彼らにとって韓国は‘悪い国’だ。 特にホン・ムンジョン理事長を強く恨んだ。アマドゥは 「ホン理事長に会って私たちの現実を話したことがある。何でも解決してあげると言ったが、一日の食費を4000ウォンに1500ウォン引き上げたことが全てだった。 私たちの要求事項を英語で伝達した賢い友人は、1ヶ月後に韓国から追い出された。 故国に戻ったら、韓国には絶対行かないように言う」と話した。 アフリカの伝統楽器ジャンベとドゥンドゥンを演奏するカリム(33)は「博物館の人々に奴隷のような待遇を受け‘韓国の人はみな同じだ’と思った。 皆が実利だけを目指しているように感じられた」と話した。 彼らにとってはこのように‘韓国人’イメージが固まった。

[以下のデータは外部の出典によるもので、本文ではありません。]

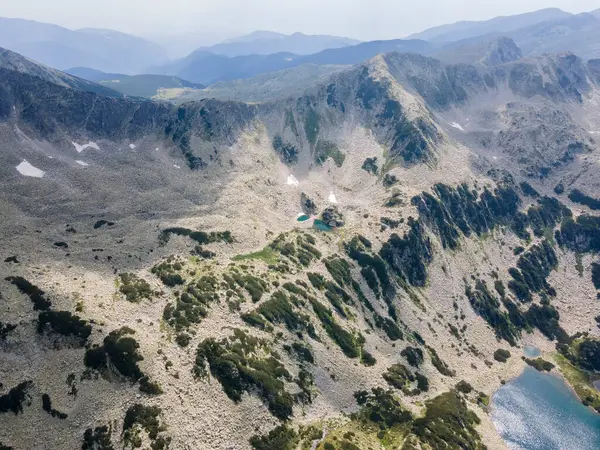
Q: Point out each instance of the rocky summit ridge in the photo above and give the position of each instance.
(353, 267)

奴隷のような韓国生活の末に、それでもすべての韓国人が悪いわけではないことが分かった。 契約が終わって無一文で去らなければならなかった彼らに、移住労組の活動家が手を差し伸べた。 アマドゥは 「韓国で習った事と言えば‘良い人々と一緒にいれば環境を変えられる’ということ」と話した。
なつかしい故国での新しい暮らしもやはり希望的ではないと話した。 扶養しなければならない大家族がいて、生活条件が容易ではないためだ。 アマドゥは8人の家族を、カストロは9人の暮らしの責任を負わなければならないと話した。 「皆、韓国でお金をたくさん稼いだと思うだろうが、私が体験した話を伝えられるかが悩みです。」 カストロは首をうな垂れた。